[Kaisersprüche]. Es una célebre colección de tres poesías en medio-alto alemán, dirigida por Walther von der Vogelweide (1170?-después de 1228) al emperador güelfo Otón IV de Brunswick, con ocasión de la Dieta de Francfort en 1211. Otón, excomulgado por Inocencio III a consecuencia de su tentativa de unir a la corona imperial el reino de Sicilia, herencia del joven Federico de Suevia, había vuelto, desde Italia donde se encontraba para intentar una expedición a Sicilia, a alemania al saber que Federico era llamado por los príncipes alemanes de parte sueva para ser coronado rey. Ya en alemania, Otón convocó la dieta de Francfort, adonde acudió también Walther.
Las tres poesías yámbicas tienen una afinidad interior que se manifiesta ya en la inicial invocación común a los tres: «Hér-Keiser…». Walther se declara apasionadamente partidario de los derechos del emperador frente al Papado. La posición que adopta no está determinada por una particular simpatía hacia Otón, sino sencillamente por su convicción de que la gran idea imperial debe triunfar. En efecto, después de la caída de Otón, Walther se declarará partidario de aquel que sabrá encarnar aquella idea: de Federico. En la primera de las tres poesías, saluda a Otón por su regreso a la patria y le asegura la fidelidad de los príncipes alemanes (fidelidad que, sin embargo, no fue mantenida). En la segunda, con palabras ardientes, le exhorta a emprender una Cruzada a Tierra Santa, presentándose a sí mismo como mensajero divino encargado de^ inspirar al emperador para aquella acción.

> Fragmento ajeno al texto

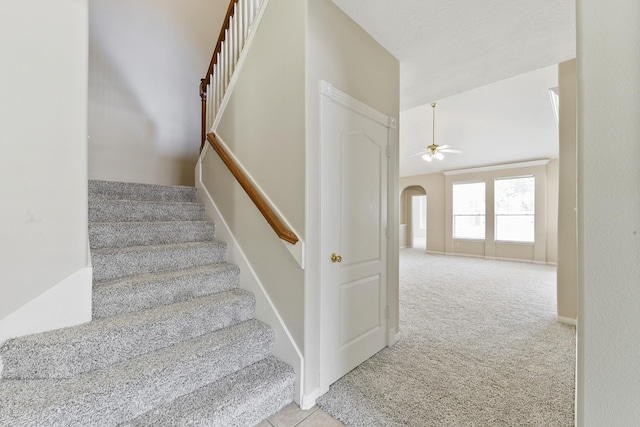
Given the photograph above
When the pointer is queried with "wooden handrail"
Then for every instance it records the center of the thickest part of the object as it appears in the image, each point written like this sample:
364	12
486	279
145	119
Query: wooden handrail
281	230
214	58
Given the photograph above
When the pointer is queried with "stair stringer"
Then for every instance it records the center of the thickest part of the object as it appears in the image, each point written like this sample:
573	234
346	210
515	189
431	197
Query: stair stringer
284	346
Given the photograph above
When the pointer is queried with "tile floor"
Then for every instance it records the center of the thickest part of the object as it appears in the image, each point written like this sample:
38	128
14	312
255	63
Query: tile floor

En la tercera define los problemas de política interior alemana que el emperador había de resolver, esto es, la pacificación de los príncipes germanos entre sí. Sólo de este modo el trono imperial quedaría fortalecido. Símbolo y auspicio para esta solidez son considerados por él los animales que figuran en las armas de Otón, el león fuerte de la casa de Brunswick y el águila imperial. En las tres composiciones resalta el concepto que Walther tenía del poder imperial destinado a dominar cristianamente la tierra, mientras que al Papa debía reservarse el dominio de los cielos y las almas.